Zaman fitnah, banyak kekacauan. Keresahan merajalela di tengah kehidupan berbangsa dan bernegara. Banyak orang mengumbar emosi dan kebencian tanpa perlu pikir panjang.
Zaman fitnah, banyak orang bingung, mau bertanya tidak tahu kemana. Akhirnya tertipu oleh penglihatannya sendiri. Begitulah kalau sempit cakrawala pengetahuannya. Ibarat manusia memakai kacamata kuda; mudah heran dan gampang terperangah karena melihat objek di depannya melalui sudut pandang yang sempit.

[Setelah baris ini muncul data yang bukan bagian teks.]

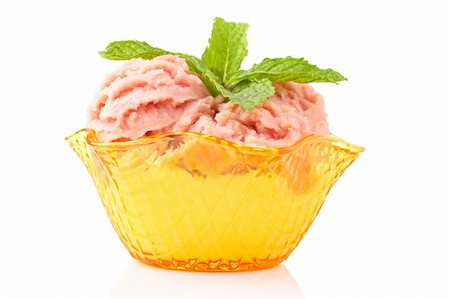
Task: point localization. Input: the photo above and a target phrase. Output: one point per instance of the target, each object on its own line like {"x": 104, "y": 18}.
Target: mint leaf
{"x": 287, "y": 69}
{"x": 227, "y": 48}
{"x": 208, "y": 77}
{"x": 127, "y": 49}
{"x": 251, "y": 93}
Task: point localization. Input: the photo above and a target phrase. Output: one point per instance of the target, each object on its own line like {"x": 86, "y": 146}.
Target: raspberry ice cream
{"x": 147, "y": 97}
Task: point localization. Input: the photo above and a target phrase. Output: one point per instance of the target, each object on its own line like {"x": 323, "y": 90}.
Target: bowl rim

Kuda adalah metafora binatang yang nafsunya besar, mudah meledak- ledak, lebih mengandalkan okol dan naluri purba. Manusia tentu sangat berbeda dengan kuda. Kepekaan rasa tidak boleh dibiarkan terkubur oleh hawa nafsu agar nafsu di dalam diri tidak menjelma menjadi raja. Nafsu yang hanya dikendalikan akal logika akan menerjang apapun tanpa batasan. Perangainya mirip kuda yang tanpa tali kendali.
Gambaran penglihatan batin yang tertutup itu seperti kuda yang dipasang hijab di kanan kiri matanya. Itulah perumpamaan qolbu yang semestinya mampu memberi informasi kebenaran melalui kepekaan rasa dalam bentuk pemahaman dari pancaran Nur Ilahi, justeru malah ditutupi sendiri karena ketidaktahuannya. Padahal penglihatan lahiriyah itu hanya jendela kecil yang sempit, sedangkan penglihatan batiniyah lebih luas jangkauannya.
Akhirnya, banyak orang beragama tapi jauh dari Allah SWT. Sebab beragama hanya berlandaskan akal semata. Sedangkan untuk taqorrub ila Llah, akal terkadang justeru menjadi hijabnnya. Seharusnya tidak perlu terjadi ujaran kebencian, fitnah, caci-maki memenuhi ruang-ruang majelis ilmu dan halaqoh pengajian, bahkan masjid.
Jika sudah begitu, orang-orang waras tersudut di pojok sepi. Tersingkir dari hiruk-pikuk arogansi dan kepongahan. Suaranya pelan dan lirih sekali sehingga hanya alam dan Allah saja yang mendengarnya. Sedangkan suara-suara kebencian begitu lantangnya memecah langit, menggelegar laksana petir yang siap menyambar apa saja.
Amar ma'ruf nahi munkar dengan tangan bukan berarti selalu melalui cara mengacungkan pedang untuk menghukum sesamamu. Tetapi bisa juga dengan cara mengulurkan tanganmu untuk sesamamu yang memerlukannya. Menegakkan syari'ah adalah menata ahlaqmu dan keluargamu sebelum Allah memanggilmu untuk menata saudaramu yang lainnya. Jika dirimu sudah dipanggil sendiri oleh Allah SWT untuk tugas yang lebih besar, maka alam akan membantu tugasmu atas izin Allah azza wa jalla. Jadi, berhentilah menjadi pahlawan kesiangan.